The magnitude of Polaris is 0.66 degrees away from the pole of rotation. The star moves around the pole in a circle 1.3 deg in diameter. It will be closest to the pole soon after the year 2100. Because of the precession of the earth’s axis, the right ascension of Polaris changes rapidly. It is the only object in the sky that has a fixed azimuth. But this is only one of the many ways to see Polaris.

The light of Polaris varies, and the star is the most obvious source of light. However, the star is not visible to the naked eye, and therefore, it is important to know where it is in order to find it in the sky. In the constellation of Ursa Minor, the brightest star in the constellation is the Sun. This polaris is the best spot to locate the southern celestial pole. A fainter one is Jupiter.

Another way to find Polaris is to observe its brightness. Its brightness varies from magnitude 1.86 to 2.13. In Antiquity, it was more than 0.1 magnitude. It was used as a single star, but not until the mid-16th century when it became visible to the human eye. By contrast, it is now ranked as the fifty-first brightest star in the night sky. Its light is also the closest star to the Earth.

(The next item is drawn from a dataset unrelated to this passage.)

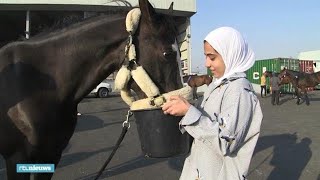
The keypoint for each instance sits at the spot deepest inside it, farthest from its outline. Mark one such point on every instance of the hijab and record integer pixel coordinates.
(234, 50)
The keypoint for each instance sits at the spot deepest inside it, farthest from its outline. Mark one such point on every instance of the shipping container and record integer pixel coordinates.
(275, 65)
(307, 67)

The primary star of Polaris is the star ‘North Star’. Its radii are 0.5° apart, and its amplitude is 18.8 arcseconds. The other star, Polaris B, is a main sequence star. It is the northernmost of the two stars. Its radii are about six degrees. The arcseconds it takes to orbit the planet is 0.082°N.

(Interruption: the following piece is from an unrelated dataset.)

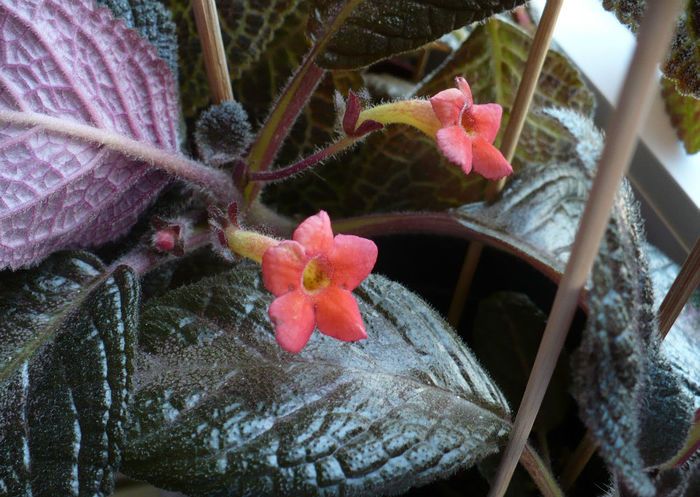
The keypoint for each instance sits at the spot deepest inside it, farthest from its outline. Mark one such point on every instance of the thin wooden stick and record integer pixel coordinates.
(682, 288)
(652, 42)
(207, 21)
(526, 90)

Unlike the North Star, Polaris is not an absolute guide to latitude on Earth. It has been a great help for travelers in the Northern Hemisphere for centuries. It is a good indicator of the direction north, so it can be seen at any time. And, it is the brightest star in Ursa Minor. Interestingly, it is the nearest star to the North celestial pole. If you are in the northern hemisphere, it is easy to locate the “North Star” on a map.